創業は、中国の故事「創業守成」から来ています。唐の二代目皇帝太宗(在位626〜649年)の逸話が基になっており起源は古いです。老舗企業が「創業○○年」というように、昔から使われています。1998年に新事業創出促進法が制定された際、創業と創業者が初めて法律に定義され、以来、政策担当者を中心に広く使われるようになりました(ここでは創業後5年以内の者を創業者に含めていましたが、これは後に中小企業新事業活動促進法において新規中小企業者に改められました。現在では、創業者は創業を予定している者に限られています)。
起業は、日本経済新聞などマスコミが好んで使う表現です。自分で事業を起こすというニュアンスが良いのでしょう。

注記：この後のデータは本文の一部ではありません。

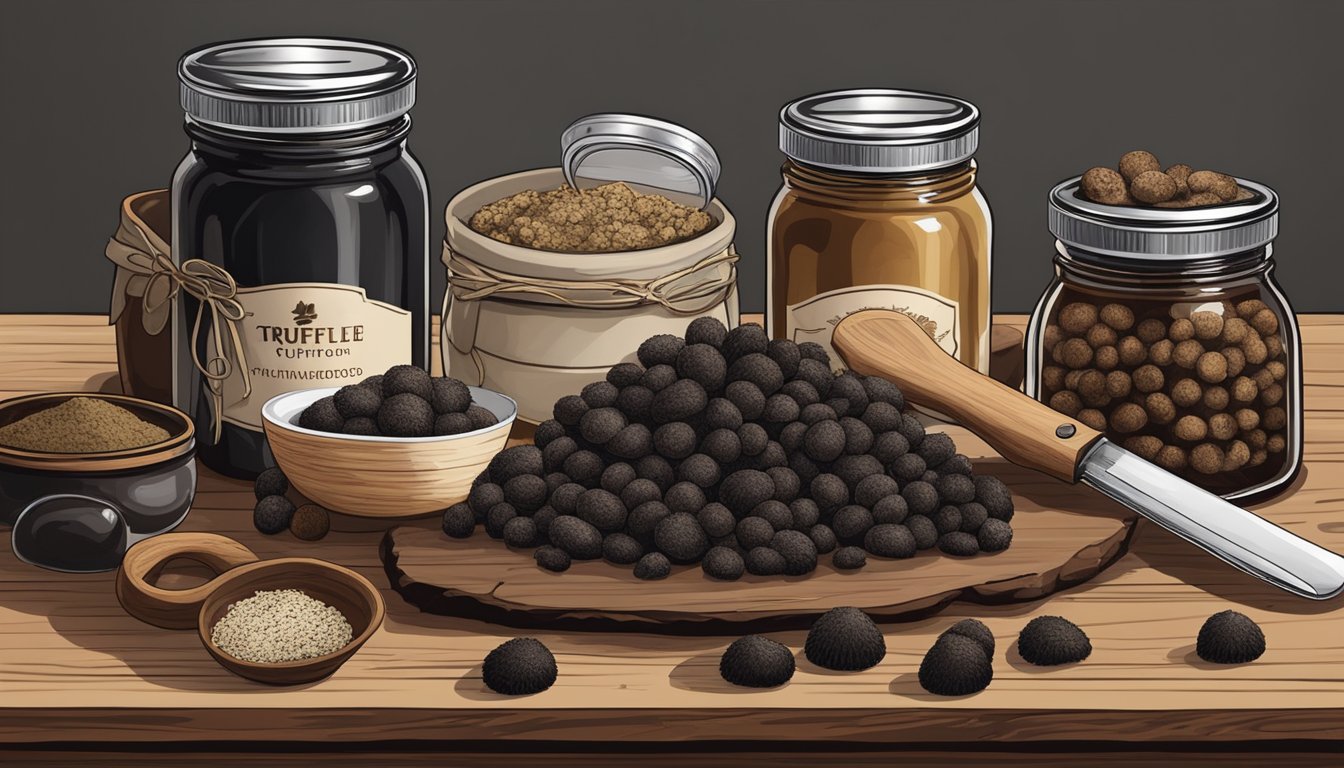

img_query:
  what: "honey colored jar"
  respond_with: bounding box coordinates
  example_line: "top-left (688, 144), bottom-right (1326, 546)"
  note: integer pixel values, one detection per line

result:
top-left (766, 89), bottom-right (991, 373)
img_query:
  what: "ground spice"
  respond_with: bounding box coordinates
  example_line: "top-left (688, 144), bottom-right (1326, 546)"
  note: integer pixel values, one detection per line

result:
top-left (210, 589), bottom-right (355, 664)
top-left (469, 182), bottom-right (714, 253)
top-left (0, 397), bottom-right (171, 453)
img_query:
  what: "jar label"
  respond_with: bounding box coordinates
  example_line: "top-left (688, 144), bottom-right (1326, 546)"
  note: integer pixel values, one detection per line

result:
top-left (206, 282), bottom-right (411, 430)
top-left (785, 285), bottom-right (961, 371)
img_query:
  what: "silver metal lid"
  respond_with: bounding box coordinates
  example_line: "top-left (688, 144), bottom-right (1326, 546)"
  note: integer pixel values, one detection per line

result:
top-left (1050, 176), bottom-right (1278, 261)
top-left (177, 38), bottom-right (415, 133)
top-left (560, 113), bottom-right (722, 208)
top-left (780, 87), bottom-right (980, 174)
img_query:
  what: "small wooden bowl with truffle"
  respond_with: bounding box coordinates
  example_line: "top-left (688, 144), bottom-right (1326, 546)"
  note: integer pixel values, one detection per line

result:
top-left (117, 533), bottom-right (386, 685)
top-left (261, 386), bottom-right (517, 518)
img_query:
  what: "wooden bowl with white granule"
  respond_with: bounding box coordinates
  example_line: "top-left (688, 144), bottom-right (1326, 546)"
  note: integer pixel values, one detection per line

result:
top-left (117, 533), bottom-right (386, 685)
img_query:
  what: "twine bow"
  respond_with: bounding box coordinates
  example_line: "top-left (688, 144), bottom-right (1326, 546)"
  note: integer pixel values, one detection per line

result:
top-left (108, 222), bottom-right (251, 441)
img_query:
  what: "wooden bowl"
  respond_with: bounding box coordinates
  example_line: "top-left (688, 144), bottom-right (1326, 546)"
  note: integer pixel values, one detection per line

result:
top-left (117, 533), bottom-right (386, 685)
top-left (261, 386), bottom-right (517, 518)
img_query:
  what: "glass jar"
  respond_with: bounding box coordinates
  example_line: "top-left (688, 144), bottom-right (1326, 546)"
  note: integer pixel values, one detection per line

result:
top-left (172, 39), bottom-right (429, 477)
top-left (1027, 178), bottom-right (1302, 502)
top-left (766, 89), bottom-right (991, 373)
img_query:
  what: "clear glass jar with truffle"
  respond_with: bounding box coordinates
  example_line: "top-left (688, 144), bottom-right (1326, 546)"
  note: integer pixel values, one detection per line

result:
top-left (1027, 179), bottom-right (1302, 502)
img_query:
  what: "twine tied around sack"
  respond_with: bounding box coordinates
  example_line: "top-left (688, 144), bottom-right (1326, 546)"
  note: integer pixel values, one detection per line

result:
top-left (108, 222), bottom-right (251, 443)
top-left (444, 243), bottom-right (738, 315)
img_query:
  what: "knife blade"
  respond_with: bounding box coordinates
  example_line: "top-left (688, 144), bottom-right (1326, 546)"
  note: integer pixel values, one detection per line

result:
top-left (831, 309), bottom-right (1344, 600)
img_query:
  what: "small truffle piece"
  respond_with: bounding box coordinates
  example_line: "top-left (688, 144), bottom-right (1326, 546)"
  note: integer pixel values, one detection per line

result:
top-left (919, 631), bottom-right (995, 695)
top-left (1195, 611), bottom-right (1265, 664)
top-left (481, 638), bottom-right (559, 695)
top-left (253, 467), bottom-right (289, 502)
top-left (804, 608), bottom-right (887, 671)
top-left (719, 634), bottom-right (794, 689)
top-left (1017, 616), bottom-right (1091, 667)
top-left (253, 496), bottom-right (294, 535)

リクルート社が月刊アントレを創刊した1997年頃から広がったように思います。起業家という言葉があるように、自立したイメージが強く感じられます。
創業・起業以外にも同様の言葉があります。日本政策金融公庫では新規開業という言葉を使っています。1970年頃から「小零細企業新規開業実態調査」などで使っていました。事業を始めるといえば独立開業が常識だった中で、より幅広く新しいことに挑戦する開業者が見られたことから、新規開業という言葉を使いました。
同公庫でも法律で定められた創業という表現を用いるようになり、用語の問題は創業と起業に収斂しつつあります。創業という言葉は客観的な響きがあり、起業という言葉は主観的な響きがあります。どちらもよい言葉ですので、ニュアンスを活かして使い分けてもよいのかもしれません。